Pixar Animation Studios has achieved remarkable success by anthropomorphizing everything from automobiles to tropical fish. Things get more abstract in their latest feature, Inside Out, which imagines the conflicting emotions of 11-year-old Riley Anderson as a quintet of luminous humanoids: Joy (Amy Poehler), Sadness (Phyllis Smith), Fear (Bill Hader), Anger (Lewis Black), and Disgust (Mindy Kaling). The fivesome squabble for control of Riley’s actions at the control panel in “Headquarters,” with each striving to produce memories embodied as colorful orbs.
Everyone seems content with their role, until Sadness grows restless with de facto ringleader Joy’s attempts to restrain her. This coincides with Riley’s family moving from rural Minnesota to San Francisco, which unsurprisingly provokes a crisis for the change-averse tweenager. Through a series of mishaps, Joy and Sadness are ejected from Headquarters and into Riley’s wider mindscape, forcing them on a journey through Long-Term Memory and other perilous environs. Along the way, they encounter Riley’s nearly forgotten imaginary friend Bing-Bong (Richard Kind), who is helpful but of questionable value as a guide.

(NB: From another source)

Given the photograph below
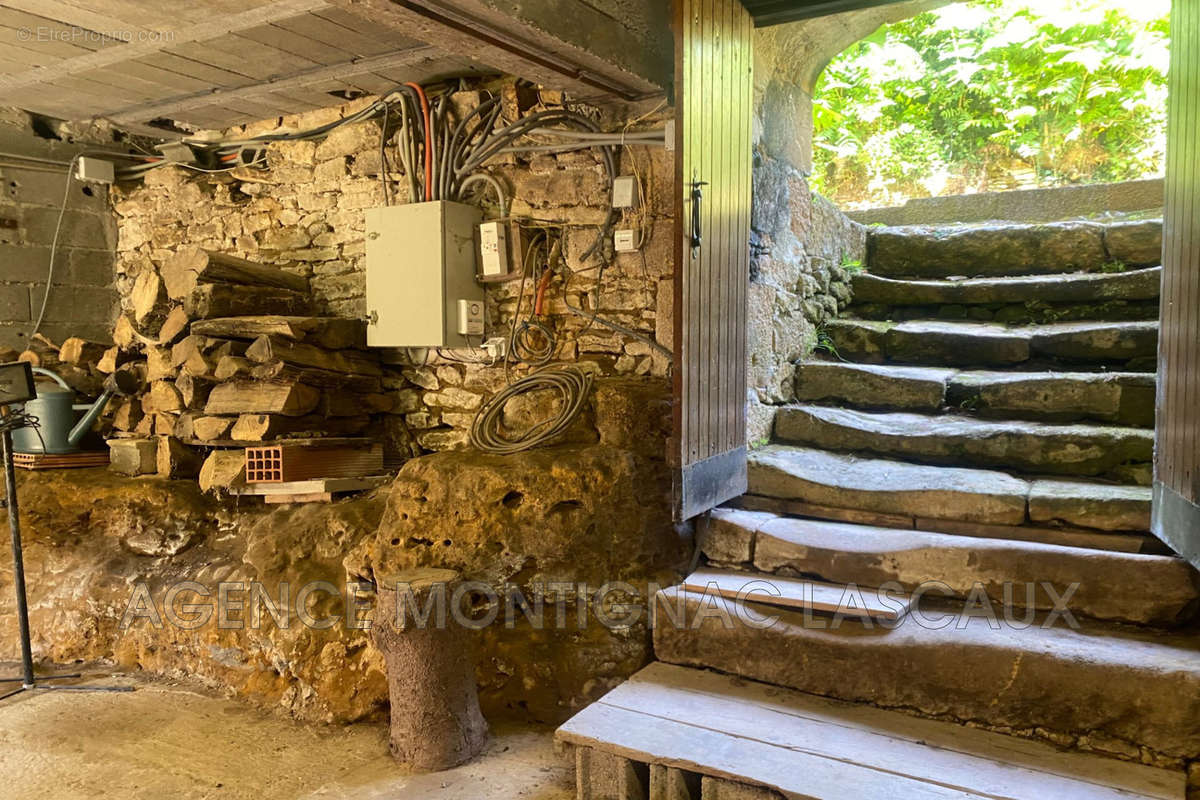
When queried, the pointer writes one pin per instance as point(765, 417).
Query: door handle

The most conspicuous triumph of Inside Out is its sheer inventiveness. Recalling Norton Juster’s novel The Phantom Tollbooth, Riley’s interior life is visualized as a wondrous fantasy landscape with a complex society and infrastructure. (The conceit leads to some delicious visual and conceptual gags, not to mention groan-worthy puns.) As one might expect from a Pixar feature, however, the visceral appeal of Inside Out’s glorious design and charming characters conceals a poignant and emotionally sophisticated story. The film eventually reveals itself as a fable about growing up, and in particular about confronting the challenges of more adult, multifaceted feelings that defy simple labels. It’s the kind of inspired, textured family filmmaking that defines Pixar, and Inside Out is one of their most ingenious creations yet.
Inside Out opens in wide release on Friday, June 19.